Diante desse papel ativo, com decisões e resoluções que interferem diretamente no processo eleitoral, podemos dizer que a Justiça Eleitoral está legislando? Ou apenas cumpre suas funções?

 

A função da Justiça Eleitoral deve ser apenas de coibir abusos, jamais de interferir no processo eleitoral. Deve se limitar a coordenar o processo eleitoral e reprimir eventuais ilegalidades cometidas pelos candidatos e partidos políticos. É claro que, como coordenadora das eleições, a Justiça Eleitoral pode desempenhar função que se assemelha, guardadas as devidas proporções, à do legislador. No entanto, deve exercer esse poder de forma comedida, para não influenciar o voto. Sei que é bastante tênue o limite entre decidir alguma questão eleitoral e interferir na disputa entre os candidatos. Mas, se os juízes eleitorais refletissem sobre a repercussão de suas decisões, sobretudo como suas decisões serão exploradas pela mídia, teríamos um processo eleitoral menos tumultuado.

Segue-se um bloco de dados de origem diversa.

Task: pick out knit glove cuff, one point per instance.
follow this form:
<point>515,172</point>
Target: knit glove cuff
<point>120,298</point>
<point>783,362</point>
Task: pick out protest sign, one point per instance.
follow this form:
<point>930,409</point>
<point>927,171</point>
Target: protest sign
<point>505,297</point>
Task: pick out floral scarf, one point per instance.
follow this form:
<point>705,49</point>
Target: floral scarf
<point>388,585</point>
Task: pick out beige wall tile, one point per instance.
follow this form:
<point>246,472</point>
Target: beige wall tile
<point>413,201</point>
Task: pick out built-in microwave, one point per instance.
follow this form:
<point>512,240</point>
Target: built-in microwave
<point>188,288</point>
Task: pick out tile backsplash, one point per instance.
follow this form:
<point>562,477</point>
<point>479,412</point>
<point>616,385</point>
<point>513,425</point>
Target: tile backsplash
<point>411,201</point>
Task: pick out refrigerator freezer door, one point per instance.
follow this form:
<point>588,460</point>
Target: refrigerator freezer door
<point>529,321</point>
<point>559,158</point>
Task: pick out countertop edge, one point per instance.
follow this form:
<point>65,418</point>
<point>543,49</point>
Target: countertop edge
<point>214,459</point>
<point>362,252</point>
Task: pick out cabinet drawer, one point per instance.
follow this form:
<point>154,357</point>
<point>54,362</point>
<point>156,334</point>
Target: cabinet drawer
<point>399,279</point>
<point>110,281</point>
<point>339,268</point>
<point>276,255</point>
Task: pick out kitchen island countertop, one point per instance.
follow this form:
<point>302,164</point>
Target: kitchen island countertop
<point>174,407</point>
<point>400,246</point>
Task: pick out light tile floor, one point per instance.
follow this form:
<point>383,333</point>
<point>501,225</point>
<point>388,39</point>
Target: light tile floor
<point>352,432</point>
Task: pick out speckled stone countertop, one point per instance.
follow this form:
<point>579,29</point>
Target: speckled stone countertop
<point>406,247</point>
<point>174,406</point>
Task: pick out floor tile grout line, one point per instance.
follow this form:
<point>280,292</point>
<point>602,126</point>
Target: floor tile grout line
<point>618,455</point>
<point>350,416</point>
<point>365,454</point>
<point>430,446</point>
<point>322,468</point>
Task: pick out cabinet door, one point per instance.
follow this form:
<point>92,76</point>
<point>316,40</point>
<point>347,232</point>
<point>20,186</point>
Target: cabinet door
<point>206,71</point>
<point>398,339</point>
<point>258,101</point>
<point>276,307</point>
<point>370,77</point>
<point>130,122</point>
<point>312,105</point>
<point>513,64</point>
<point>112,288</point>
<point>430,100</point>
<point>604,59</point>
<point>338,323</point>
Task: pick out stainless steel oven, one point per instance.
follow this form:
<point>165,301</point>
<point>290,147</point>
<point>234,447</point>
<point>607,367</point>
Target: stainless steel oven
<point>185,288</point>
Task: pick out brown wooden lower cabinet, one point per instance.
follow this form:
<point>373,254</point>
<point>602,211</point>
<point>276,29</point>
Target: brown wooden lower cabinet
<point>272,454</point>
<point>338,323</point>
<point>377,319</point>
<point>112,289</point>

O maior juiz do processo eleitoral é o voto, e ele não deve ser influenciado por ninguém, nem pela Justiça Eleitoral.

 

 

A mesma crítica atinge também o STF. Por que os tribunais, no Brasil, têm interferido tanto na vida social e política do país? O Legislativo não cumpre seu papel?

 

Desde a promulgação da Constituição de 1988, vem ganhando força, na doutrina e na jurisprudência, o entendimento de que os direitos fundamentais e os princípios constitucionais devem ter prevalência sobre as demais normas. É o que se chama de pensamento pós-positivista. Ocorre que, em alguns casos, a pretexto de defender direitos fundamentais, o Judiciário tem exagerado e invadido demais o espaço de atuação dos outros poderes. Não há como negar que, em certa medida, o ativismo judicial não decorre apenas da tentação dos juízes em atuarem como políticos, mas também da omissão do Legislativo em regulamentar algumas questões, como é o caso da reforma política.

 

 

Muitos críticos defendem que o crescente ativismo do Judiciário pode enfraquecer a democracia por perturbar o equilíbrio entre os poderes do Estado. O senhor concorda?

 

Se exagerado, o pensamento pós-positivista pode permitir que todas as questões de grande repercussão política, social ou econômica sejam levadas ao Judiciário, que passa a ter a última palavra sobre todos os assuntos mais relevantes do país, em detrimento da participação dos demais poderes. Hoje, não é raro encontrar decisões judiciais, que, com base na defesa de direitos fundamentais, definem, inclusive, as políticas públicas que o governante deve tomar. Vejo com preocupação o ativismo judicial. Quanto mais o Judiciário se imiscui em assuntos próprios do Executivo e do Legislativo, mais corre o risco de se politizar, de preterir a aplicação das normas, em prol de uma vontade política própria. É o que Carl Schmitt chamava de politização da Justiça. Mas o pior prejuízo, a meu ver, é para a democracia. Os juízes, ao contrário dos políticos, não são eleitos pelo povo. Por isso, um Judiciário que decide, no lugar do Executivo e do Legislativo, todas as questões relevantes do país pode se degenerar numa ditadura de juízes, numa monarquia da toga. Os protagonistas da vida política do país devem ser aqueles que são eleitos pelo voto. O povo, por meio do voto, pode tirar do poder os maus políticos, mas não pode fazer o mesmo com os maus juízes.

 

 

E como evitar os excessos?

 

Para conter os excessos do ativismo judicial, a solução é uma ampla reforma política. Com uma representação política melhor, menos juízes sentirão vontade de agir como políticos. Além disso, é fundamental que o STF, por meio de sua jurisprudência, restrinja os limites da interferência do Judiciário nos demais poderes.